Customer Churn with Logistic Regression
Purpose: To predict when customers of a telecommunications company will leave for a competitor, enabling the company to take action to retain customers.
Data Description
- Data Source: The dataset is hypothetical and is used to predict which customers will stay with the company.
-
Contents:
- Churn: Indicates customers who left within the last month.
- Services: Lists services each customer has signed up for, such as phone, internet, online security, and streaming services.
- Customer Account Information: Includes tenure, contract type, payment method, billing status, and charges.
- Demographic Information: Covers gender, age range, and family status of the customers.
import pandas as pd
import numpy as np
import pylab as pl
import matplotlib.pyplot as plt
%matplotlib inline
import scipy.optimize as opt
from sklearn import preprocessing
Methodology
-
Data Loading and Preparation:
- Libraries for data manipulation (pandas, numpy) and visualization (matplotlib) are imported.
- The churn dataset is loaded into a pandas DataFrame for analysis.
-
Exploratory Data Analysis:
- Preliminary data exploration is likely conducted to understand the dataset's structure and to summarize its main characteristics.
-
Model Development:
- Logistic regression is used to create a predictive model.
- The model is trained to identify patterns that indicate potential churn.
-
Model Evaluation:
- A confusion matrix is used to evaluate the model's performance.
- Classification metrics such as precision, recall, f1-score, and support are calculated for each class.
- The evaluation provides insights into the model's ability to predict churn accurately.
churn_df = data[['tenure', 'age', 'address', 'income', 'ed', 'employ', 'equip', 'callcard', 'wireless','churn']]
churn_df['churn'] = churn_df['churn'].astype('int')
churn_df.head()
# The data is numeric, no need for encoding (converting cat to num)
# lets normalise the data
from sklearn.preprocessing import StandardScaler
# Standardize X
scalerX = StandardScaler()
scalerX.fit(X)
X_scaled = scalerX.transform(X)
X = X_scaled
#print(X_scaled[0:5])
print(X[0:5])
Evaluation Results
-
Confusion Matrix:
- Class 0 (Non-Churn): 31 instances with a precision of 0.93 and recall of 0.84.
- Class 1 (Churn): 9 instances with a precision of 0.58 and recall of 0.78.
-
Performance Metrics:
- Accuracy: 82% of the instances were correctly classified.
- Macro Average: Precision of 0.76, Recall of 0.81, and F1-score of 0.77.
- Weighted Average: Precision of 0.85, Recall of 0.82, and F1-score of 0.83.
The F1 score and log loss are also discussed as performance metrics, with F1 score being the harmonic average of precision and recall, and log loss measuring the performance of a classifier with output probability values between 0 and 1.
import matplotlib.pyplot as plt
from sklearn.metrics import confusion_matrix
cm = confusion_matrix(y_test, y_pred)
# Plot confusion matrix and save figure
plt.figure(figsize=(8,6))
plt.title('Confusion Matrix for Logistic Regression Model')
plt.imshow(cm, cmap='Blues')
plt.xticks([0,1], [0,1])
plt.yticks([0,1], [0,1])
plt.ylabel('True Label')
plt.xlabel('Predicted Label')
plt.savefig('confusion_matrix.png')
Conclusion
The logistic regression model shows reasonable accuracy in predicting customer churn.

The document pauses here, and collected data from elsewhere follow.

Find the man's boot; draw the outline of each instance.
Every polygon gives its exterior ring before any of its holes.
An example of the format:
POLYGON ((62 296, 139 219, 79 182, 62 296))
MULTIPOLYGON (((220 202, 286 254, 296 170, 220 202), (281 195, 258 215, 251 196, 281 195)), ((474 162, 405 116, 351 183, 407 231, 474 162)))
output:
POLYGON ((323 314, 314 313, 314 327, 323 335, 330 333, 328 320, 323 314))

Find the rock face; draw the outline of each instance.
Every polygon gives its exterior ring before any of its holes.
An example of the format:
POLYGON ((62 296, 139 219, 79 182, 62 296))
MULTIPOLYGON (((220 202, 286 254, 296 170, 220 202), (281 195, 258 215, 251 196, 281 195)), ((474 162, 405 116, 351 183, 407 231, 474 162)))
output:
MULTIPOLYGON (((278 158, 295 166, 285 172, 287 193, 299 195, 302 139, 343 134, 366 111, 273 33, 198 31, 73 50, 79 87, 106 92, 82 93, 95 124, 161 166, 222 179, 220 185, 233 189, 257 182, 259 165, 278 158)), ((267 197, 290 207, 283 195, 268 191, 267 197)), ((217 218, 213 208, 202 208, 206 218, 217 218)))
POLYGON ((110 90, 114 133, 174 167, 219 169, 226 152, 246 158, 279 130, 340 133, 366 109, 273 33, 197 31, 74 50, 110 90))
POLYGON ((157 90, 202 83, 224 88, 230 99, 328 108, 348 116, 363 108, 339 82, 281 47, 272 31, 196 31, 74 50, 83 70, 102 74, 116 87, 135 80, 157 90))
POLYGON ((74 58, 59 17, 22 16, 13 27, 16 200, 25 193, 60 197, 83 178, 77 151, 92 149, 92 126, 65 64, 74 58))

The model's strengths and limitations are reflected in the precision and recall scores for both classes. The high precision in predicting non-churn customers and the good recall in predicting churn customers suggest the model is useful for the company's objective to retain customers. However, the lower precision for churn predictions indicates room for improvement, possibly through more detailed feature engineering or alternative modeling techniques.